I am searching my mind for birthday memories I have accumulated over the two decades...and surprisingly the first picture I see is not birthday cakes, candles, or parents' tearful gleaming eyes, but a little doll a friend gave me. She was the first friend I've ever made in my life, apart from my net-pals, and the doll was the first birthday present I've ever received in my teen years, apart from the birthday cakes my parents bought me.
Four short rubber limbs and a pink rubber face made the doll girl plump and soft. Flowery green dress covered the electronic box in the body. Above two big, eyelid-movable eyes is a cascade of bangs, two shoulder-length braids on each side. She is a blonde in height of a small cat. With two batteries set in her stomach she can sing Happy Birthday for hours on end, until you pull the batteries out.
Dolls always have not been my favorite, but I put this one on the top of my computer speaker, a most prominent place to display gifts. She and I would spend several hours everyday in the computer room. For the first time in my life I loved being watched by this quiet girl when using the computer and savored every bit of pride to have a friend my age. That year I was seventeen.
It was not that bad to be given a singing doll in someone's late teens when she had got no gift at all from whom she considered to be friend in the previous years. In Chinese we may say, "It is a gift that arrived late."
If the doll was not a bad present, I would say that on my nineteenth birthday the presents I received by land mail were prefect. A friend in Zhejiang sent me an exquisite wind chime consisted of five small yellow glass dolphins, each hung at different levels on a glass ring, each accompanied by a long brass pipe. A green jade seal was also found in the package. In an attached birthday card she explained that the seal was homemade by her father, who has been following his father's steps to be a seal-maker all his life. Another package came earlier from Chongqing. Another wind chime! It was larger, green, and made up of translucent apples.

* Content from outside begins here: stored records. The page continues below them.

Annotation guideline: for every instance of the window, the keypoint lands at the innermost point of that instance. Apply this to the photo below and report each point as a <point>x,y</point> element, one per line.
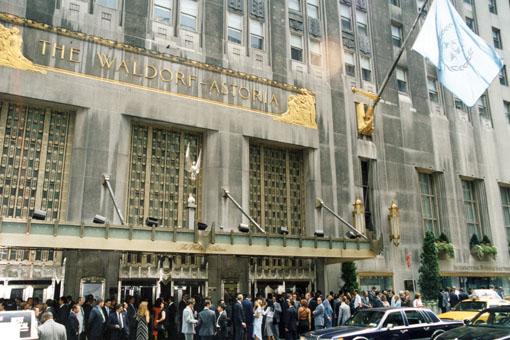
<point>366,69</point>
<point>470,22</point>
<point>163,11</point>
<point>107,3</point>
<point>189,13</point>
<point>496,37</point>
<point>34,157</point>
<point>361,22</point>
<point>471,208</point>
<point>350,64</point>
<point>432,88</point>
<point>493,8</point>
<point>256,34</point>
<point>503,79</point>
<point>157,181</point>
<point>396,35</point>
<point>295,5</point>
<point>346,18</point>
<point>506,107</point>
<point>366,185</point>
<point>505,203</point>
<point>235,28</point>
<point>296,47</point>
<point>401,80</point>
<point>315,53</point>
<point>277,188</point>
<point>312,8</point>
<point>429,203</point>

Of all the presents pouring into our doorsteps that year there was a group of what you may not think to be called present at all. Those were "greetings." I was delightedly surprised to find on the birthday eve that someone wrote a post announcing the arrival of my birthday. It was the very friend who sent me the green-apple wind chime, and her name is Isabella.
Down under her post Mary's reply revealed an even bigger surprise for me: A work offer! And that drew a prefect period mark to my eighteen past years.

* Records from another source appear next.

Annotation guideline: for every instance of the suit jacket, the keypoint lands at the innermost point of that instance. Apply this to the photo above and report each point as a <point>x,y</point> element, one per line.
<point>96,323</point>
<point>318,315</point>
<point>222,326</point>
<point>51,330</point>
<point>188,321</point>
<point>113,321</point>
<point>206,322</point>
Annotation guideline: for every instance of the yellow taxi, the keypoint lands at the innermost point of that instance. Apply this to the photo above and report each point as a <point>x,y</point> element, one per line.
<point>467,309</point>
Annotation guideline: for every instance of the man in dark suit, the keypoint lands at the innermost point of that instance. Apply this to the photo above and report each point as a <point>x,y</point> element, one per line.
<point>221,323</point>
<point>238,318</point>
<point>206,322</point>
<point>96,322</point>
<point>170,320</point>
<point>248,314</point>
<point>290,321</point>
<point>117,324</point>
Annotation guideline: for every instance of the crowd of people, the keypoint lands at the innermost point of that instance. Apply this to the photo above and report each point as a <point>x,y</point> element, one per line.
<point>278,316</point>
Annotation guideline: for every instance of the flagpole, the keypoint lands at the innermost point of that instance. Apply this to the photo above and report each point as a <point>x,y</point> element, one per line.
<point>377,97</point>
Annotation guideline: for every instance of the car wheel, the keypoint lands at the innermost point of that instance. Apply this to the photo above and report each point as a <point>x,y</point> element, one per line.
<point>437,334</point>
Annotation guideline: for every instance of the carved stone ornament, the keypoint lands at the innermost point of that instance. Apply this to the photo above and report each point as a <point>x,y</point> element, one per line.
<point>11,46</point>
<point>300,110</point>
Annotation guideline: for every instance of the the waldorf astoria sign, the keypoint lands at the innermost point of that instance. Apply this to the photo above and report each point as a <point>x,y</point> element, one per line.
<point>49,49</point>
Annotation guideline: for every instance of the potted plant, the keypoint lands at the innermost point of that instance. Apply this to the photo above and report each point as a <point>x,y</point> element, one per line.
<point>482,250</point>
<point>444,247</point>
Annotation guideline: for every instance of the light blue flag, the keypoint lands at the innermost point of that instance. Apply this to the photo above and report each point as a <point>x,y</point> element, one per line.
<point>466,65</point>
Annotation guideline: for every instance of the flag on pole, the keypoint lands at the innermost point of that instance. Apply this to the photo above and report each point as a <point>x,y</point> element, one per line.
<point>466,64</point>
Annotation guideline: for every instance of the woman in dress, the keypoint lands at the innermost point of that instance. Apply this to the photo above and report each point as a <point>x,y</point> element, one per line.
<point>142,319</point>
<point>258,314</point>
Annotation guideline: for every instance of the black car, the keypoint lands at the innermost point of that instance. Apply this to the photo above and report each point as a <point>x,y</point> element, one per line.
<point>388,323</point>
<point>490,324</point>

Also in that year I bought some books online as birthday presents and sent separately to the two friends who both sent me the wind bells. It felt just as wonderful to give as to get, with sincerity of friendship.

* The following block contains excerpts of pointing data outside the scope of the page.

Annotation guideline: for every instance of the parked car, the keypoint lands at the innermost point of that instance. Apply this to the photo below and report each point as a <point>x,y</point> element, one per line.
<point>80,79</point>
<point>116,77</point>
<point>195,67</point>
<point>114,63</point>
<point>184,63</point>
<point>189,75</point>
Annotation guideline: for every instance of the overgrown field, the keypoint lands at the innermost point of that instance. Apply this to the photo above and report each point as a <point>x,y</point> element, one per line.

Still I will have another "first time in my life" experience on the first of only half a dozen birthdays that ends with ty. Thousands of miles away from home, away from Father, away from the familiar city, tomorrow I will celebrate with Mother and my extended family of ten people in a strange city. A birthday cake will sure be there. Around it will be twelve candle-lit faces, the Happy Birthday song in the air. Each family member will make a toast. Along with all these, what I hope to see around the table is that what they pull out of the pockets are not bills but hand-picked little gismos that represent personal characters, city cultures, or simply good wishes. Then I will use them to decorate my rooms, with honor and pride that all these come from a faraway city where all of Mother's dearest ones live. Or perhaps a hug can also be a gift, a spiritual one. Then from earlier generations as my relatives I will have tokens of love keeping me company through another decade that starts with twenty, that brand-new experiences are to dawn.
A birthday without presents is like a river without fish.